Medicaid RAC Audits Pose Threat to Children’s Access to Oral Health Care

Under the Affordable Care Act (ACA), the Medicare Recovery Audit Contractor (RAC) program was extended to Medicaid.  The RAC program allows private contractors to demand patient records and conduct audits on providers while retaining a percentage of any refunds collected.  
The AAPD and the American Dental Association (ADA) support efforts to detect, prevent, and eliminate any fraud and abuse from Medicaid dental programs.  However, the RAC program as currently operated is seriously flawed. In some states, this has resulted in unfair and unreasonable provider audits, penalizing pediatric and general dentists who are long-time Medicaid providers.  This has the potential to drive good providers out of the program, while discouraging new dentists from becoming Medicaid providers. Critical to Medicaid improving access to oral health care is keeping existing dentists while attracting new dentists into Medicaid participation. 
It is important for dentists to be evaluated by their peers, meaning that a dental specialist under review should be able to expect a similar specialist to conduct or consult on the audit.  Auditors should rely on policies and guidelines consistent with clinical guidelines of the AAPD and ADA. AAPD and ADA also recommend:
Simplifying Medicaid administration, especially with credentialing.
Providing dentists with data on utilization patterns in an early and timely manner.
Educating dentists on appropriate utilization patterns for a given patient risk profile.
Implementing consistent and statistically sound audit processes across communities and states. 
Developing a "Program Integrity Protocol Manual" for practitioners.
Two recent developments of note are:
Congressman Gosar Sends Letter to HHS Secretary Signed by 73 Other House Members
In June 2014 Congressman (and dentist) Paul Gosar (R-4th Ariz.) and a bi-partisan group of 73 Members of the House of Representatives sent a letter to the HHS Secretary requesting specific federal agency action to insure fair and reasonable RAC audits.
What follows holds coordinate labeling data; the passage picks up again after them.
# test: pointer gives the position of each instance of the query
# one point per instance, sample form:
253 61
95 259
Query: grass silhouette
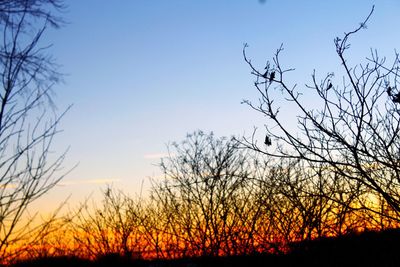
370 248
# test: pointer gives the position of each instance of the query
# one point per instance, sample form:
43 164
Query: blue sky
144 73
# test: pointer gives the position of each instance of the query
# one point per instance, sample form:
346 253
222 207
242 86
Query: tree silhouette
28 121
352 130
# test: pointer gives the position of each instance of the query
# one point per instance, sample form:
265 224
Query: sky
143 73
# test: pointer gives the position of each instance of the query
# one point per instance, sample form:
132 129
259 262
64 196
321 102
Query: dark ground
366 249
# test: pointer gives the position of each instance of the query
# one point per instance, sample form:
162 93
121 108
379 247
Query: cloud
90 181
157 155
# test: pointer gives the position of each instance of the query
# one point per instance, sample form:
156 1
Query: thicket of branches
339 174
218 199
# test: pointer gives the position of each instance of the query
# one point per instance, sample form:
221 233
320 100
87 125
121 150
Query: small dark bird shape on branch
265 75
267 140
396 98
272 76
389 91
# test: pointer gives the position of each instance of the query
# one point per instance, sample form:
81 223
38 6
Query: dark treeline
218 199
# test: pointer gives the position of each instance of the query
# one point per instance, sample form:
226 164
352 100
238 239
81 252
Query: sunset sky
142 73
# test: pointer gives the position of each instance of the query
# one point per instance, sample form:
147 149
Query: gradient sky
143 73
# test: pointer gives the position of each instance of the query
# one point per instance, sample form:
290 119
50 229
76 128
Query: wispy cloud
90 181
157 155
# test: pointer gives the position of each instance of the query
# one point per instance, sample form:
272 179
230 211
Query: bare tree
352 129
28 119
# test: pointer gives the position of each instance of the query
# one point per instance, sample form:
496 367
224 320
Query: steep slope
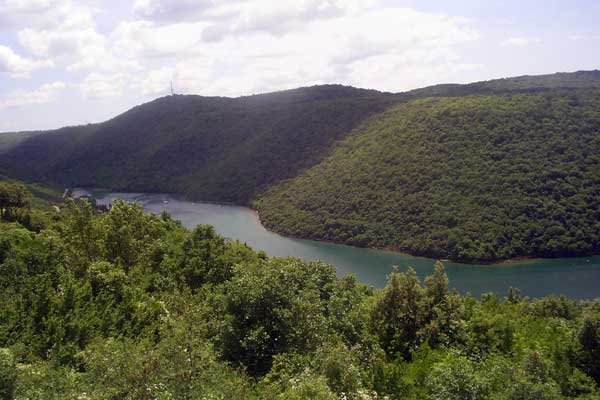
467 178
208 148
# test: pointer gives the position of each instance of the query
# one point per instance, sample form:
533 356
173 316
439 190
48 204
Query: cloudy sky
66 62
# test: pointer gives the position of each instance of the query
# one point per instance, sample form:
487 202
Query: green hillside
123 304
467 178
483 171
204 147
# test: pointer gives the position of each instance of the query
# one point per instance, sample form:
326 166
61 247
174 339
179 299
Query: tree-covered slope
122 304
466 178
211 148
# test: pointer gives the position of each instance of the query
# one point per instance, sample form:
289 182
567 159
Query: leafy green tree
399 314
8 374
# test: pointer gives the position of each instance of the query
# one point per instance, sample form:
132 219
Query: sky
71 62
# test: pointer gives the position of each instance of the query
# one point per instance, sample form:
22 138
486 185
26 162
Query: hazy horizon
66 62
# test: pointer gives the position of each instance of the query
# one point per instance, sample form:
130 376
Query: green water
574 277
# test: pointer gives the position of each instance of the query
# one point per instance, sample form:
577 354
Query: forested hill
467 178
484 171
212 148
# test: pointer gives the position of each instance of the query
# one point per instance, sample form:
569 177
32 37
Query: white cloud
46 93
521 41
146 39
155 82
218 47
96 85
184 10
19 67
395 49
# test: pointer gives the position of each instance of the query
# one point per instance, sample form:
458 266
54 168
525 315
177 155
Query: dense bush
127 305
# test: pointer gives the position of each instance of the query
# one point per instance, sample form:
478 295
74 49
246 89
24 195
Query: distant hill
483 171
213 148
469 178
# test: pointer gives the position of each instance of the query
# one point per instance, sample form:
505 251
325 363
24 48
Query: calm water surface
574 277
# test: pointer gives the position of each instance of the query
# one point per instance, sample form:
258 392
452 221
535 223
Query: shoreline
256 215
474 263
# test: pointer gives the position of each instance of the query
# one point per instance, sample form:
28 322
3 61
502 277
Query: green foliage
8 374
474 178
126 305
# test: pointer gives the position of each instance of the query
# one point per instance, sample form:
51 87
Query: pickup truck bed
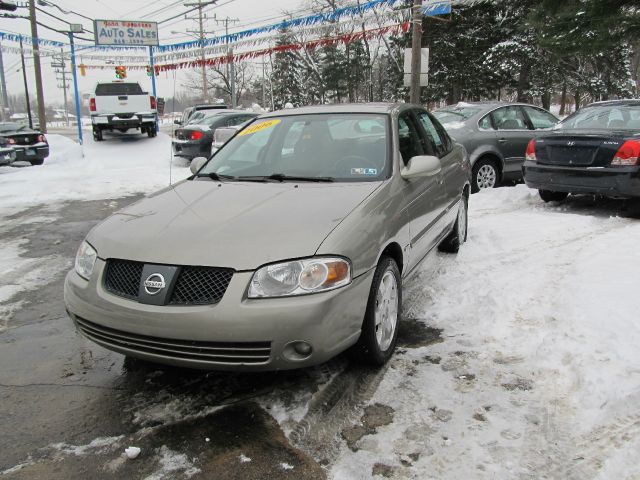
122 106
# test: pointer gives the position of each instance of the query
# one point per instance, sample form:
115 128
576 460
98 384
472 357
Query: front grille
230 353
122 278
194 286
201 285
578 156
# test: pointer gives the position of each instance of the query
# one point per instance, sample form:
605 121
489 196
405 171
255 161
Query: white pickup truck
121 105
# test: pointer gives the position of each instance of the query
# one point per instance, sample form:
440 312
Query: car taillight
531 151
627 154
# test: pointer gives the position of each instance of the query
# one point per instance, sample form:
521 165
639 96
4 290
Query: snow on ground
122 165
538 375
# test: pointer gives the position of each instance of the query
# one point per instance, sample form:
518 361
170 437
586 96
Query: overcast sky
252 13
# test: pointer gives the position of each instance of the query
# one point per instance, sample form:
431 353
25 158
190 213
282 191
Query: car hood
239 225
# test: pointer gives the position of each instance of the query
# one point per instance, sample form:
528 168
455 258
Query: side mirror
421 166
197 163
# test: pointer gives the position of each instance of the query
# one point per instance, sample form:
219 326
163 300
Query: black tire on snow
475 188
367 350
551 196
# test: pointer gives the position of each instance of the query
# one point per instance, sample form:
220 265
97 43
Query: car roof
380 107
623 101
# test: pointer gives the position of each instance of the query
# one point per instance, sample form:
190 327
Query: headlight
85 260
300 277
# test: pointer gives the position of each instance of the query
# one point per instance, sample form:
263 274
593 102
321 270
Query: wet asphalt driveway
70 408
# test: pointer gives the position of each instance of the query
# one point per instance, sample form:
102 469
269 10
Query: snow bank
538 375
121 165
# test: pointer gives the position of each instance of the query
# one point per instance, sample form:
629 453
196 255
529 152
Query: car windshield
9 127
336 147
604 117
454 114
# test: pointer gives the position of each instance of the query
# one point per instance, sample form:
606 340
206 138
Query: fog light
302 348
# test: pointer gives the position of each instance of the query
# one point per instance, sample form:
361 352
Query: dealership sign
125 32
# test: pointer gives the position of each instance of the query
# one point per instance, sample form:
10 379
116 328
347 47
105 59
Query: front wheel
380 325
551 196
485 175
458 235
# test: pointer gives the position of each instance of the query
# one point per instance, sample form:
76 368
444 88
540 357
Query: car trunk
579 148
30 138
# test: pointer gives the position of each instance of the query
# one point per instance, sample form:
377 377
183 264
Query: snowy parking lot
518 358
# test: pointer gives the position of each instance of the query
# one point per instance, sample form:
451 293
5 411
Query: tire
551 196
458 235
485 175
375 346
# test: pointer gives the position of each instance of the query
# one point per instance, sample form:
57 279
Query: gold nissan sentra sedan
285 248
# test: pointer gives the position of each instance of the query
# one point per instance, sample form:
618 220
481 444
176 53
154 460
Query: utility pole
5 98
416 52
201 4
231 71
36 64
62 66
26 85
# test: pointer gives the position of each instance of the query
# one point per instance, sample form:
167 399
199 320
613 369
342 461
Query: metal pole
5 98
416 51
75 87
37 68
205 88
153 83
64 87
26 86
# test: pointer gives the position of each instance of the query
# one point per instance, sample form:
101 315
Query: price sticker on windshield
258 127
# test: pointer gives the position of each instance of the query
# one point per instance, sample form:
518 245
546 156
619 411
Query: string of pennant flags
183 55
238 57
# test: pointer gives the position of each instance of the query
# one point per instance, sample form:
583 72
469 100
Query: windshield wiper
281 177
217 176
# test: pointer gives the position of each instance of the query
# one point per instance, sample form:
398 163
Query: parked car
29 145
7 152
595 150
189 111
122 106
276 258
195 139
496 135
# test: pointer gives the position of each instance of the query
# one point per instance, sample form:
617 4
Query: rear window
604 117
112 89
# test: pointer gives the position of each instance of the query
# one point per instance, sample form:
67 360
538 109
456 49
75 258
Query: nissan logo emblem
154 283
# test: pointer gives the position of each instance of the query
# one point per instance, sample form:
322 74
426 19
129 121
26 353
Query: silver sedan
285 248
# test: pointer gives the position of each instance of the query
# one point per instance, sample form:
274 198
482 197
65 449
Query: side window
433 136
540 119
485 123
509 118
408 138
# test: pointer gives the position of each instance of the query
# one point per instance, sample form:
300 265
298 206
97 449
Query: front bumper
609 181
330 322
7 156
189 149
25 153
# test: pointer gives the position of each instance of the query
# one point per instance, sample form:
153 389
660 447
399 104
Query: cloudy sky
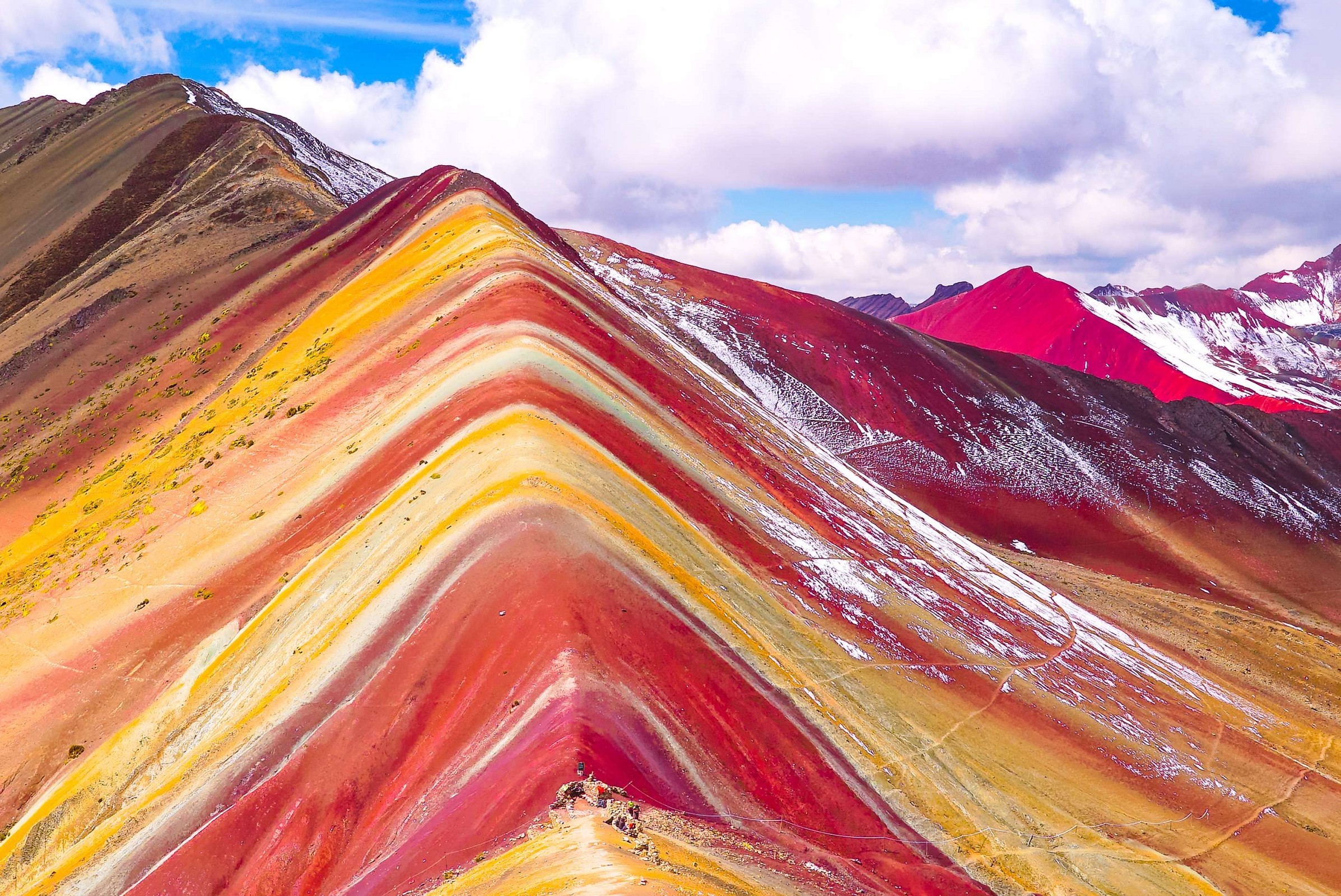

Click here for a copy of that letter.
Nebraska Medicaid RAC Audit Issues Gain Congressional Attention
Pediatric dentist Dr. Jessica Meeske (Hastings, Neb.), presented testimony in July before a roundtable discussion hosted by the Senate Special Committee on Aging.  Committee members heard about the problems associated with the Medicare and Medicaid RAC programs. Below is coverage of that testimony from the online publication Dr. Bicuspid
Neb. dentists get audited for Medicaid prophies
By DrBicuspid Staff
July 17, 2014 -- Many Nebraska dentists have opted not to take any more Medicaid patients after being audited for $22 prophies, a pediatric dentist told a recent U.S. Senate hearing on Medicare and Medicaid.
Hundreds of Nebraska dentists recently were sent letters from the state's Medicaid recovery audit contractor (RAC), Health Management Systems (HMS), asking for charts containing adult and pediatric billing codes for prophylaxis, according to an ADA News story.
During her testimony at a July 9 Capitol Hill hearing, Nebraska pediatric dentist Jessica Meeske, DDS, who chairs the Nebraska Dental Association's Medicaid Committee, said the Medicaid RAC audit process lacks transparency and opportunity for feedback, and she offered recommendations to improve the process.
The hearing focused on Medicare audits and acknowledged growing concerns about Medicaid RAC audits, which began in some states in 2012.
Dr. Meeske described her experience with an RAC audit. She said one billing code involved a $22 cleaning fee, and noted that dentists could be audited if they billed the state for prophies that were done one day short of a patient's six-month visit.
RACs were created to find and recover overpayments and underpayments in the Medicare program, which were expanded to the Medicaid program by the Patient Protection and Affordable Care Act. Dr. Meeske said that neither she nor any dentists she knew had received compliance training, and there was no collaboration with the dental community on the audit process.
Nebraska's provider manual language was revised a decade ago to give dentists flexibility in the six-month prophy frequency, depending on the patient's risk for caries. Current language recommends a six-month frequency but also notes that the "frequency [will be] determined by the dentist," Dr. Meeske said. This corresponds with the American Academy of Pediatric Dentistry's dental schedule for children and allows high-risk children more frequent visits, when appropriate, to prevent more serious dental issues.
As a result of the audits over $22 prophies, Dr. Meeske said many of her colleagues simply paid the amount requested in the audit and have opted not to take any more Medicaid patients.
Reprinted with permission of  
Copyright © 2014 
This testimony was also featured in ADA’s online news feed:
and in a small online publication called RAC Monitor:
Subsequent to Dr. Meeske’s testimony, Senator Susan M. Collins (R-Maine) sent a letter to the HHS Secretary requesting reforms to the Medicaid RAC audit process.